Standing in the parking lot is a time-honored ritual whenever I go anywhere with the Black Widows. There’s an order, you see, a hierarchy of who gets out first and how. First, tradition dictates that the youngest among us drives. That’s me, and I’m grateful, as Iris and Rose’s method is to point the vehicle in the desired direction and step on the gas. Getting out of the way is the responsibility of other drivers, pedestrians, deer, trees and buildings.
Upon arriving at our destination, tradition dictates that I hop out of the car and stand in attendance as Iris reapplies her Coral Glow, which was discontinued in 1978 but which she had the foresight to stockpile. She doesn’t need a mirror to put on lipstick, a skill they must’ve taught back when Eisenhower was president, since I’ve never seen a woman under the age of sixty pull this off.
The next tradition, which we’re living right now, is for Rose to gasp in horror, realizing she’s lost her wallet, then rifle through her vast black purse, her lips moving in silent prayer. A moment later, St. Anthony, patron saint of lost things, miraculously restores the wallet, placing it right there next to the rubber-banded envelope containing Rose’s medical insurance card, list of medications, several dozen coupons and her burial instructions.
After this bit of divine intervention, my mother must retie her scarf. She never goes anywhere without a scarf, winter or summer. Today’s choice is a beautiful little orange and pink number, and despite the fact that we only left the bakery ten minutes ago, tradition must be honored.
“Does my neck look crepey to you?” Mom asks as I watch, my arms beginning to ache from holding the tray of apricot brioche I baked in class last night. My students, who range in age from seventeen to eighty-four, had raved about them.
“Not at all,” I answer. “You’re gorgeous, Mom.”
“Oh, I am not,” she says fondly. Another tradition—reject compliments. Then her gaze drops down to my faded jeans with the fraying hem, my utterly unremarkable brown wool sweater. “Is that what you’re wearing?” she asks.
“No. I’m wearing a ball gown, but it’s invisible.” I twirl around, taking care not to spill the goodies. “Do you like it?”

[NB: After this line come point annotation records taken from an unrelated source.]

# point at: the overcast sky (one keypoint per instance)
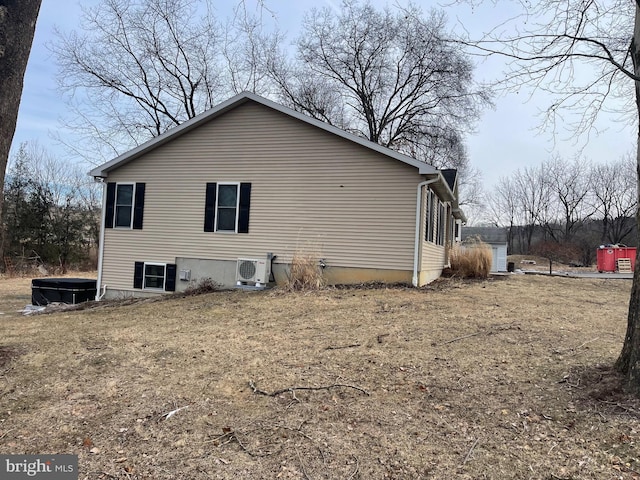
(506, 137)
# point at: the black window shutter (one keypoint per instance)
(245, 203)
(210, 208)
(138, 206)
(170, 278)
(110, 206)
(138, 274)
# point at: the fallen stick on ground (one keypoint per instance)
(343, 346)
(468, 456)
(292, 390)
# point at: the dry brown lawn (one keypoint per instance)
(496, 379)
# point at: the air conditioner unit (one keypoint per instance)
(252, 271)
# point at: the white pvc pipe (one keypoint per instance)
(101, 246)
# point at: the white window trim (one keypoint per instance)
(432, 213)
(144, 277)
(115, 206)
(217, 213)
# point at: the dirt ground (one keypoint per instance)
(501, 379)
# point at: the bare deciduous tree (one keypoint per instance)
(615, 198)
(570, 187)
(583, 53)
(389, 76)
(17, 28)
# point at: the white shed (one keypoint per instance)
(496, 238)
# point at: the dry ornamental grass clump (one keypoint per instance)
(305, 272)
(471, 260)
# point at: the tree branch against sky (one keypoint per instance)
(388, 75)
(17, 28)
(585, 54)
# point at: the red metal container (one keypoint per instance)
(608, 256)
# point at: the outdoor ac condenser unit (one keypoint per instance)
(252, 271)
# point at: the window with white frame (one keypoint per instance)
(442, 218)
(430, 216)
(227, 207)
(154, 276)
(124, 205)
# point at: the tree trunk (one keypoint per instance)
(17, 27)
(629, 361)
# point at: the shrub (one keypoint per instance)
(471, 260)
(305, 272)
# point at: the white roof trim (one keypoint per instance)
(103, 170)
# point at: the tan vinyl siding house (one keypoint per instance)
(299, 185)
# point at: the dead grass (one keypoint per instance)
(472, 260)
(305, 273)
(497, 379)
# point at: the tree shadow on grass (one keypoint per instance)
(7, 354)
(601, 387)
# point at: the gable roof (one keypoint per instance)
(103, 170)
(451, 176)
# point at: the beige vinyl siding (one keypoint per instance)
(310, 189)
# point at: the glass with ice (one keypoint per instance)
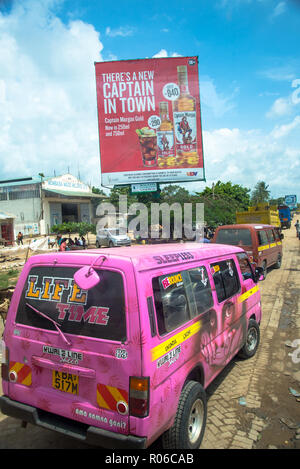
(148, 142)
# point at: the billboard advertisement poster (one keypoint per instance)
(149, 120)
(291, 201)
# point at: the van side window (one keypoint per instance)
(244, 266)
(271, 236)
(201, 290)
(277, 235)
(262, 238)
(225, 278)
(171, 303)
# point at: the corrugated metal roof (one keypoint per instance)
(75, 194)
(5, 216)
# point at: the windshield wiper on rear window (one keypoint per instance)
(56, 324)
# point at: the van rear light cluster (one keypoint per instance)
(4, 353)
(139, 396)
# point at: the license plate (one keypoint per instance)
(65, 382)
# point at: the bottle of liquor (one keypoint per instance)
(185, 122)
(165, 137)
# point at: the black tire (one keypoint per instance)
(278, 263)
(188, 429)
(264, 266)
(252, 340)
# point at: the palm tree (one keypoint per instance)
(260, 193)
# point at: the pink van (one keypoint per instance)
(116, 348)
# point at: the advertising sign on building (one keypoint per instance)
(149, 120)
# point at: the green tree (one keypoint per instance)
(260, 193)
(222, 201)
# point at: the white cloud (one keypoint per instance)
(283, 73)
(163, 53)
(48, 117)
(285, 129)
(280, 107)
(123, 31)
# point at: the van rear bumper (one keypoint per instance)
(86, 433)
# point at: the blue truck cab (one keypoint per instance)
(285, 216)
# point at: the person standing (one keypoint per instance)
(20, 238)
(297, 226)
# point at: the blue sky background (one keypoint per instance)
(249, 67)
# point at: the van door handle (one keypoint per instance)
(78, 370)
(229, 303)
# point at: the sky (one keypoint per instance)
(249, 72)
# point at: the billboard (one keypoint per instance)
(291, 201)
(149, 121)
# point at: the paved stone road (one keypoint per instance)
(257, 380)
(229, 426)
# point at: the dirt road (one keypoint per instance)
(251, 404)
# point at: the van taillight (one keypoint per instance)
(139, 396)
(4, 360)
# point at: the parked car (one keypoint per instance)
(111, 237)
(117, 349)
(263, 243)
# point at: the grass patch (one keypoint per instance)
(9, 278)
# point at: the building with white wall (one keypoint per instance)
(38, 203)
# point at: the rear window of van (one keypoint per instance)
(181, 296)
(234, 237)
(99, 312)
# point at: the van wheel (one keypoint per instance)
(264, 266)
(278, 263)
(189, 425)
(252, 340)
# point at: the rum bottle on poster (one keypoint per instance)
(185, 122)
(165, 137)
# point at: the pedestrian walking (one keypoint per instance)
(20, 238)
(297, 226)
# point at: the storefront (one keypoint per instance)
(6, 229)
(39, 203)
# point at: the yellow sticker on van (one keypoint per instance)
(174, 341)
(247, 294)
(262, 248)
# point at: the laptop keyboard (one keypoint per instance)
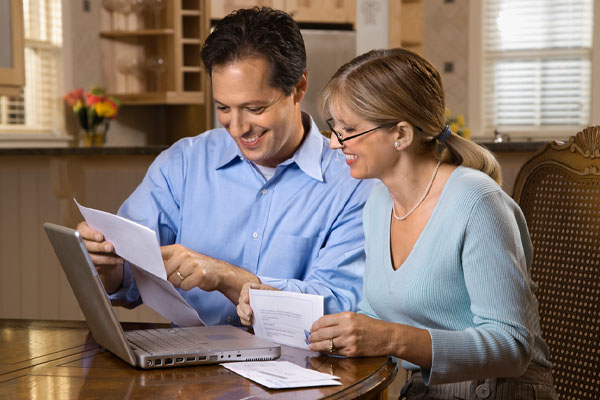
(167, 341)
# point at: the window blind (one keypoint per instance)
(537, 64)
(39, 107)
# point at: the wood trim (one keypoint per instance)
(15, 76)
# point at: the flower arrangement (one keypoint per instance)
(457, 124)
(94, 110)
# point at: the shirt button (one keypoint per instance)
(483, 391)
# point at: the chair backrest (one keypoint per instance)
(558, 190)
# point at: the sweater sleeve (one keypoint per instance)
(495, 255)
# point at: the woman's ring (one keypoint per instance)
(180, 276)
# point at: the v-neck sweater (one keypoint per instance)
(466, 281)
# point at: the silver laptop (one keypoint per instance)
(150, 348)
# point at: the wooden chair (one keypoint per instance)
(558, 190)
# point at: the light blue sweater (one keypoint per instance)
(466, 281)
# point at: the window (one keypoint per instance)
(536, 67)
(39, 108)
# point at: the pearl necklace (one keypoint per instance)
(402, 218)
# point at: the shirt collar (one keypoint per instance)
(307, 157)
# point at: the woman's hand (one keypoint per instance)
(243, 308)
(351, 334)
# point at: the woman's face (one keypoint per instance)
(371, 155)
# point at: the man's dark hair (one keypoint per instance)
(259, 32)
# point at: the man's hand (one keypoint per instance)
(244, 310)
(188, 269)
(351, 334)
(102, 253)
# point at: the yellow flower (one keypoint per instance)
(105, 109)
(77, 105)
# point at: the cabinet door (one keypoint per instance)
(323, 11)
(220, 8)
(12, 72)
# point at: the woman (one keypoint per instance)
(447, 286)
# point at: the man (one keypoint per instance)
(262, 201)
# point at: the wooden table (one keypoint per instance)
(61, 360)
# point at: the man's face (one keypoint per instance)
(265, 123)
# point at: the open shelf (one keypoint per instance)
(156, 60)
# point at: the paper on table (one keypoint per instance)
(138, 245)
(281, 374)
(283, 317)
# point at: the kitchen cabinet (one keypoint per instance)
(406, 24)
(303, 11)
(154, 58)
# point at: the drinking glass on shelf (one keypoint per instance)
(156, 65)
(127, 7)
(155, 6)
(112, 8)
(131, 68)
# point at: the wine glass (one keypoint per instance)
(156, 65)
(155, 6)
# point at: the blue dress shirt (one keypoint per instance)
(300, 231)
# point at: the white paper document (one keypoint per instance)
(284, 317)
(281, 374)
(139, 246)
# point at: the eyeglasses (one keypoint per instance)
(339, 136)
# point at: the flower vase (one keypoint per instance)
(92, 139)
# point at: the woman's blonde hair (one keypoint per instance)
(388, 86)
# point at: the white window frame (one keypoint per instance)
(39, 136)
(475, 82)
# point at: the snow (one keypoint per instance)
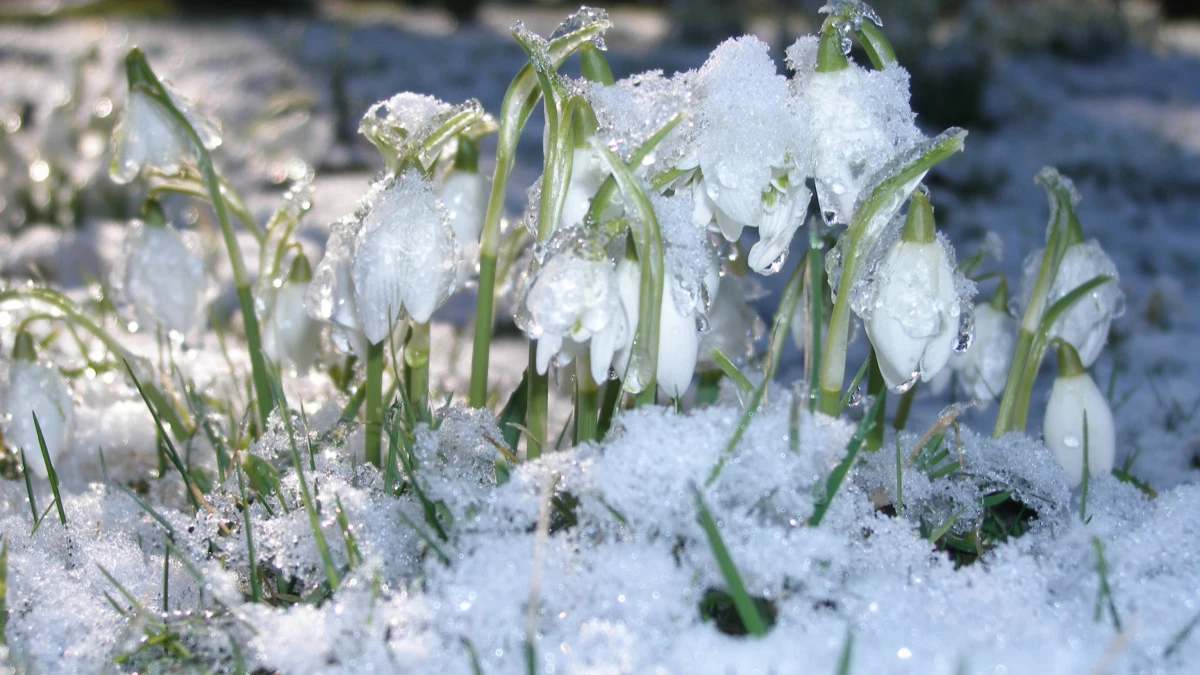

“It wouldn’t kill you to dress up a little,” she says, adjusting her own skirt, a pretty, silky little number. She’s right, of course—yesterday, I bought yet another cashmere sweater, my seventeenth (but really, this one could not be denied—it was a gorgeous peachy color with a wide neckline and the prettiest buttons). My closet appears in my mind, its doors opening in supplication. Come on, Lucy, the unworn clothes beg. We’re here for you.
“Are we ready?” Iris asks, then, without waiting for an answer, strides ahead, leading the little parade of Hungarian widows inside.
High Hopes Convalescent Center is a poorly named nursing home, since most of its residents are dying. One of them is my Great-Aunt Boggy (her name is actually Boglarka, which means “Buttercup” in Hungarian). Visiting is a regular gig for the Black Widows and me…we honor our elders, even those who don’t know we’re around. Such is the case with Great-Aunt Boggy, age one hundred and four, nonverbal since my sophomore year in high school, a person who rouses only to eat, then slips back to the foggy place where she’s been for so long.
“What’s that?” Iris asks suspiciously, holding the door for me.
“Apricot brioche,” I say, lifting the cloth napkin that covers my tray. Boggy will eat one or two, and the grateful staff will eat the rest.